A package for doucument indexing and indexing result read.

See:
          Description

Interface Summary
Indexer Interface of document indexing agent
IndexReader Interface of index reader
IndexWriter Interface of index writer
IRDocIndexList Interface of IRDoc Index List
IRRelationIndexList Interface of IRRelation Index List
IRSignature Interface of IRSignature
IRSignatureIndexList Interface of IRSignature Index List
IRTermIndexList Interface of IRTerm Index List
 

Class Summary
AbstractIndexer AbstractIndexer implements basic functions of interface Indexer such as building index for an article and options for section index and relation index
AbstractIndexReader AbstractIndexReader implements functions defined in interface IndexReader such as getting termdoc and docterm matrix, getting termkey and dockey, getting termindex and docindex, getting all the indexed terms for a given document, getting all the indexed documents for a given term ...
AbstractIndexWriteController AbstractIndexWriteController implements basics functions including generating IRTermList, IRRelationList for the useage of later processing.
AbstractIndexWriter The class implements two methods writing termdoc and docterm matrix to disk with options of term based, relation based or both
BasicIndexer BasicIndexer, providing all basic functions for indexing, can be used to index documents directly
BasicIndexReader BasicIndexReader is used to read all the indexing information into memory for a indexed collection
BasicIndexWriteController This class implements function of writing section index.
BasicIndexWriter The class is used to initialize and write index to disk
BasicIRDocIndexList The class is used to write or load the indexing information for a given document or document set
BasicIRRelationIndexList The class is used to write or load the relation indexing information for a given IR relation or relation set
BasicIRTermIndexList The class is used to write or load the relation indexing information for a given IR term or term set
DualIndexer The class handles two dimensional document language model indexing
FileIndex The class is used to read according files storing indexing information.
IndexConverter Import (export) indexing from (to) text format
IRCollection IRCollection is the data structure for a document collection
IRDoc IRDoc is data structure for IR document indexing which can be sorted and thus compared by weight and index
IRRelation IRRelation is the basic data structure for binary relation extracted from document which can be sorted and compared by index and frequency.
IRSection IRCollection is the data structure for document section indexing
IRTerm This is basic indexing unit which can be sorted and compared by index and frequency
OnlineIndexer The class is designed for indexing in computer memory especially for small document set when writing to disk is not necessary.
OnlineIndexReader The class is used to read indexing information from memory
OnlineIndexWriteController The class is the same as BasicIndexWriteController except that it does not store information to disk
OnlineIndexWriter The class is the same as BasicIndexWriter except that it does not store information to disk.
OnlineIRDocIndexList The class is used to add or get a given IRDoc
OnlineIRRelationIndexList The class is used to add or get a given IR relation
OnlineIRTermIndexList The class is used to add or get a given IR term
TransposeIRMatrix The class is used to transpose a given IR indexing matrix such as termdoc to docterm
 

Package dragon.ir.index Description

A package for doucument indexing and indexing result read.

Package Specification

There are two important interfaces.
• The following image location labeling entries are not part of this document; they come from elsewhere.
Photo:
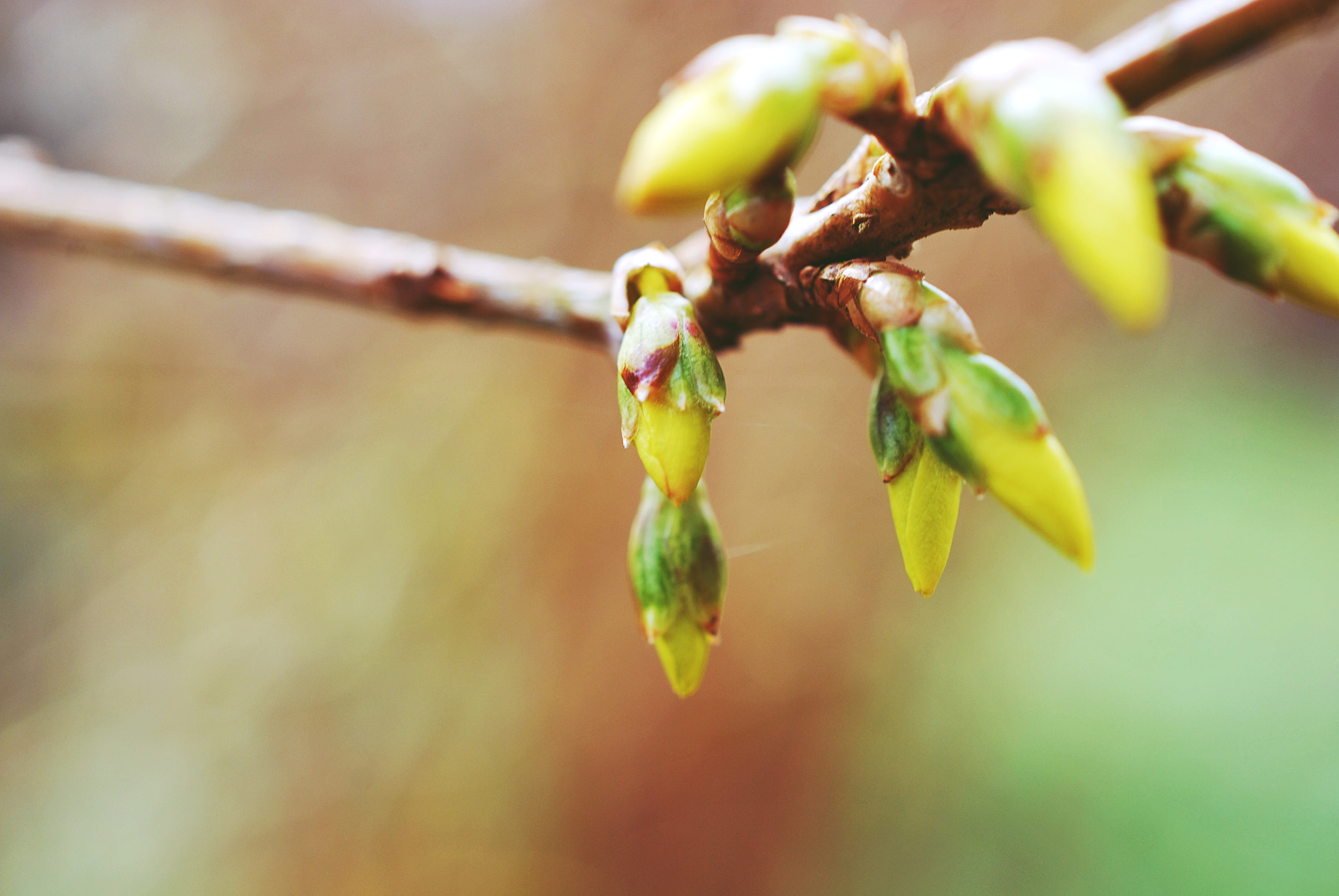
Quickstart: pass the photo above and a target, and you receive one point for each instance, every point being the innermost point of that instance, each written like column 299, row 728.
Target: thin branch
column 867, row 213
column 295, row 251
column 1193, row 38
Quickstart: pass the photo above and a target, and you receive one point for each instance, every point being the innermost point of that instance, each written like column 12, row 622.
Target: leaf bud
column 1045, row 129
column 999, row 440
column 923, row 492
column 1243, row 214
column 677, row 561
column 749, row 106
column 670, row 390
column 649, row 269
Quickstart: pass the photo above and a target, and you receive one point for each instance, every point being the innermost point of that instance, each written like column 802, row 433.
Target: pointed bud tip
column 1097, row 205
column 683, row 654
column 673, row 445
column 1310, row 269
column 924, row 500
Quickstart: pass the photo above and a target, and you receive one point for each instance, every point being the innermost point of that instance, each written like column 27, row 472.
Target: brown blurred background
column 297, row 599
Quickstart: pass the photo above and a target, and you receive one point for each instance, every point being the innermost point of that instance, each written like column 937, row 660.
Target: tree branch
column 876, row 210
column 295, row 251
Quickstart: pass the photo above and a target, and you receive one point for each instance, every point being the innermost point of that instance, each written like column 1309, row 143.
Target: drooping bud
column 1243, row 214
column 1045, row 127
column 749, row 107
column 999, row 440
column 745, row 222
column 670, row 390
column 678, row 567
column 922, row 491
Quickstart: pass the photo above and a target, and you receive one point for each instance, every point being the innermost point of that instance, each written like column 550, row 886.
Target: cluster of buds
column 1246, row 216
column 678, row 567
column 940, row 410
column 1045, row 129
column 670, row 389
column 747, row 107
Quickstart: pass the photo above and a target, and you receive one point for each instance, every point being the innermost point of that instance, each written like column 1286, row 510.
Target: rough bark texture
column 875, row 207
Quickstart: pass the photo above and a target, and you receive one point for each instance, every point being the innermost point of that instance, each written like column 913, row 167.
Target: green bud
column 677, row 560
column 923, row 492
column 999, row 440
column 650, row 269
column 753, row 216
column 670, row 390
column 1243, row 214
column 1045, row 127
column 894, row 435
column 750, row 106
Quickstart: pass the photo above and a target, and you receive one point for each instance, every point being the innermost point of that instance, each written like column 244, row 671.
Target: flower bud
column 751, row 216
column 1243, row 214
column 750, row 106
column 979, row 420
column 923, row 492
column 999, row 440
column 1045, row 127
column 678, row 567
column 670, row 390
column 650, row 269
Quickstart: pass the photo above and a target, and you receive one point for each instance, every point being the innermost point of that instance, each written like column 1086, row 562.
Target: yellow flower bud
column 1242, row 213
column 683, row 654
column 999, row 440
column 924, row 499
column 677, row 561
column 1310, row 267
column 1097, row 205
column 673, row 445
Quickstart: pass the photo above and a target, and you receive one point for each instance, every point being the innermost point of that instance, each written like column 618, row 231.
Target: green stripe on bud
column 677, row 561
column 979, row 420
column 999, row 440
column 1045, row 127
column 753, row 113
column 1243, row 214
column 923, row 492
column 749, row 106
column 670, row 390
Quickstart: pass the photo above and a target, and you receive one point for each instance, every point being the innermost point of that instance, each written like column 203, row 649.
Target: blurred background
column 299, row 599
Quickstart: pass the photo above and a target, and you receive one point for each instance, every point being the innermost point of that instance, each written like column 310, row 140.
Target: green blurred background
column 299, row 599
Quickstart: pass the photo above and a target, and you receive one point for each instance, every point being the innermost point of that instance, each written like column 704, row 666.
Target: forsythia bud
column 923, row 492
column 1046, row 129
column 749, row 106
column 678, row 567
column 1242, row 213
column 670, row 390
column 999, row 440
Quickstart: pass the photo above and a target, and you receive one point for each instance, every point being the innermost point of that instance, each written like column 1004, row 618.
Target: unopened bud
column 923, row 492
column 750, row 106
column 1243, row 214
column 1045, row 127
column 751, row 216
column 678, row 567
column 999, row 440
column 645, row 271
column 670, row 390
One is indexer which index articles in a corpus. The other is index reader which read out indexing results. The dragon toolkit supports two modes of indexing. The first mode saves the indexing results into disk-based files and ususally fit for large collections. The second mode keeps all information in the memory. The second mode is very conveient and fast, but for small collections only, e.g. collections for text summarization.